Zunächst einmal stehe ich vor dem Problem, dass Windows7 für die RAW Dateien keine Vorschau hat. Wenn mein 1GB Chip also voll ist, habe ich ca 150 Dateien und muss jede mit Photoshop Elements öffnen um zu entscheiden, welche Fotos isch bearbeiten will und welche nicht. Das kann es ja irgendwie nicht sein. Kennt jemand eine Möglichkeit Windows eine Vorschau für RAW zu spendieren?

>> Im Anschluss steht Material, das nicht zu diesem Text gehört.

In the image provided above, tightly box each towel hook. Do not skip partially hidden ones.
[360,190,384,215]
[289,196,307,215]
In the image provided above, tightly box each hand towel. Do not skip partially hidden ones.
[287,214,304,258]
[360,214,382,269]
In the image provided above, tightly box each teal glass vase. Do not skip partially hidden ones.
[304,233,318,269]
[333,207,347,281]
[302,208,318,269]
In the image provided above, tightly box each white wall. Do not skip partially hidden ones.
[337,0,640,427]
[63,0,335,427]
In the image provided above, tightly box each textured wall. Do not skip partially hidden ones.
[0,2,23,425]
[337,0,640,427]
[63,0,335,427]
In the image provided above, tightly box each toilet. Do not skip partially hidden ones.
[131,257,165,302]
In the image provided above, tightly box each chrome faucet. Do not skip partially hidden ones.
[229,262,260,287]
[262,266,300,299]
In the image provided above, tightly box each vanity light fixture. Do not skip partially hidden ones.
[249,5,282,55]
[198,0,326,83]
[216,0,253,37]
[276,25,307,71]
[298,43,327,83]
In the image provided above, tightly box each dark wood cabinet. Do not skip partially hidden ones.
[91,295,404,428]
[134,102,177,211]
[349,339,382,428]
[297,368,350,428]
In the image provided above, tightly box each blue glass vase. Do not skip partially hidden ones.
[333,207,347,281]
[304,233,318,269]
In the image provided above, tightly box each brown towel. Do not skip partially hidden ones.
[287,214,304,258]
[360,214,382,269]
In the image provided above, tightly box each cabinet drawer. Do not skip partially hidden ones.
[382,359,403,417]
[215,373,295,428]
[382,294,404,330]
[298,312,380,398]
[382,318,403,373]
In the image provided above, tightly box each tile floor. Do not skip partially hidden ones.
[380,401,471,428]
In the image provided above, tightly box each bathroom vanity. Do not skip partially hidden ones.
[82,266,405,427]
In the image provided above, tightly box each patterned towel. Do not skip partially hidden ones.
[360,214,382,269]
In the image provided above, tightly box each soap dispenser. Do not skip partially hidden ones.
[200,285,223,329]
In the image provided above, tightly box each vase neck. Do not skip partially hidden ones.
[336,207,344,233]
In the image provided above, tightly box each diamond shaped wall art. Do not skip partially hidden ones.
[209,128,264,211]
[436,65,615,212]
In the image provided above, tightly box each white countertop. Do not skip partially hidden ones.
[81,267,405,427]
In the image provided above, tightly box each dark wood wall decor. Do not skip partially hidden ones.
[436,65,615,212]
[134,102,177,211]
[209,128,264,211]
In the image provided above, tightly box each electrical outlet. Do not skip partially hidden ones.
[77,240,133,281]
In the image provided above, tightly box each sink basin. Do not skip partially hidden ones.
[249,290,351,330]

Momentan improvisiere ich noch mit dem Organizer von Photoshop Elements um mit den RAW Dateien zu hantieren. Aber da ich mich in das Programm noch einarbeite, läuft das auch noch nicht so ganz rund. Auch hier wäre ich für Tips dankbar.

Gruß

Heiko


----------



## Conny (6. Dez. 2009)

*AW: Umgang mit RAW Dateien*

Hallo Heiko,

da wird es auch keine Abhilfe geben. Wie der Name schon sagt sind RAW Rohdaten einer beliebigen Kamera. Mit PSE hast Du schon ein excellentes Hilfsmittel an der Hand.
Wie ist den Dein Workflow?


----------



## klaus e (6. Dez. 2009)

*AW: Umgang mit RAW Dateien*

n'Abend Heiko,
mit welcher Marke fotografierst du?
Für Nikon SLRs gibt es beispielsweise Nikon Transfer und Nikon View. Da kann man schon ganz schön selektieren, gruppieren und natürlich reinschauen, bevor der Photoshop in Aktion tritt.
Trotzdem habe ich meine Knipse so eingestellt, das neben dem RAW-Format auch ein JPG-Bild gespeichert wird. Da kann man dann die JPGs durchsehen und anhand der Bildnummer gegebenfalls auch den RAW-Ausschuss ins digitale Off schicken. Das mache ich besonders, wenn ich unterwegs bin und am Abend die Ausbeute des Tages selektiert werden muss.


----------



## ron (6. Dez. 2009)

*AW: Umgang mit RAW Dateien*

Hallo Heiko, 

wenn du mit Canon fotografierst und du die Kamera neu bekommen hast, müsstest du eigentlich Canon Zoom Browser bekommen haben. Da gibt es keine Probleme. Aber auch ohne Zoom Browser kannst du die Bilder in EOS Utility (wenn du EOS hast natürlich) anschauen und auswählen welche du runterladen willst.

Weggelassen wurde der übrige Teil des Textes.